How response teams can control emotions during high-stress security incidents

You’ve been attacked. What’s next?

In the midst of a ransomware attack or other such cybersecurity incident, emotions at the affected organisation run high — playing right into the hands of attackers who thrive on creating a state of chaos, urgency and fear to accomplish their goal of monetising the attack. The emotional state of people involved in the response can significantly impact the effectiveness and speed of recovery, including key decisions about whether to pay the ransom and how to restore systems.

To understand how ransomware attacks and other security incidents can place business operations and employees under immense stress, put yourself in this scenario.

Imagine that you are responsible for a global manufacturing organisation.

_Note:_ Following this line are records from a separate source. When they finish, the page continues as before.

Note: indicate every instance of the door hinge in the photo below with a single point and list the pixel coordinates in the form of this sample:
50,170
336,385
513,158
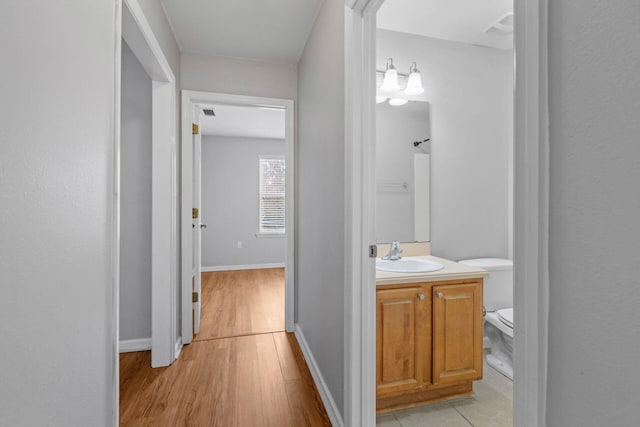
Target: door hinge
373,251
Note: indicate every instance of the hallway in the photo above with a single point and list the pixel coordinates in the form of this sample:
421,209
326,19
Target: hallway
241,370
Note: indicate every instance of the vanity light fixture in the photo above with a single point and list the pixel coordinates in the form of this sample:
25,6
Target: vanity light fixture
390,83
414,84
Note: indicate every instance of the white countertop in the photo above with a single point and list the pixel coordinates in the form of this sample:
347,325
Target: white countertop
451,271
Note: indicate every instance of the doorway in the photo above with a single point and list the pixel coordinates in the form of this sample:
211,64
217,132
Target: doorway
242,194
225,252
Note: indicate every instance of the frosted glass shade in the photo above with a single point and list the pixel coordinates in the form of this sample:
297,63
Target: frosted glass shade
390,83
414,85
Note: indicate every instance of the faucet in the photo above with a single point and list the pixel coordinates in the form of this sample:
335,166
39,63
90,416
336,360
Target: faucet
394,252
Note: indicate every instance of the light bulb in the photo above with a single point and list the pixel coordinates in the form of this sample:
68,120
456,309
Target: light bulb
390,83
414,84
398,101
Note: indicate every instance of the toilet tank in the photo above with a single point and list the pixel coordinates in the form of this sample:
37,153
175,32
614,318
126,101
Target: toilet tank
498,287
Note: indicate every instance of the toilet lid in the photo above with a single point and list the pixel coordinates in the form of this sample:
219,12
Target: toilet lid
506,316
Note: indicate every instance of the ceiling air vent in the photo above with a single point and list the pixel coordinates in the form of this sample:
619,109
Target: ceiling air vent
502,26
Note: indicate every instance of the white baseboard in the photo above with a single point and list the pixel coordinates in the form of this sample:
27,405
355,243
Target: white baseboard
242,267
325,394
141,344
178,347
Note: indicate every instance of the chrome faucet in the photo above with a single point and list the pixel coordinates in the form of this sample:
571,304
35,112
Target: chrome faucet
394,252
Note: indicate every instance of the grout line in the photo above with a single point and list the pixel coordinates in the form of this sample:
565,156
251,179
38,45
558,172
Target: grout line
249,334
462,415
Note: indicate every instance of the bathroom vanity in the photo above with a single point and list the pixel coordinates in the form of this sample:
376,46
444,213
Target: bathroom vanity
428,334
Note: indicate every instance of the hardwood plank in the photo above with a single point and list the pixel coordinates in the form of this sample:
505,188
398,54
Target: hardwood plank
249,380
286,357
241,302
304,399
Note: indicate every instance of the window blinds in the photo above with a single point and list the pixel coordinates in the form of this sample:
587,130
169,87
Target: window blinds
272,195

It’s late on a Friday evening, before a public holiday, and your company’s year-end report is due in 2 weeks. Your phone rings. It’s your chief information security officer (CISO), who says, “We have a crisis — we’re locked out of servers around the world. We can’t get past screens that say our systems will be owned and encrypted until we pay a ransom demand. They are threatening to publish our customer data, and they say they have copies of our latest product designs!”

The situation is chaotic. SAP and line-of-business solutions can’t be accessed. Identities have been compromised. The on-call service desk lead needs advice on how to respond to the situation. Production lines are shut down. You cannot pay suppliers or run year-end reporting. Your payroll is at risk. Even worse, your business continuity plan (BCP) is on one of the impacted servers. The stress level is high, and rising.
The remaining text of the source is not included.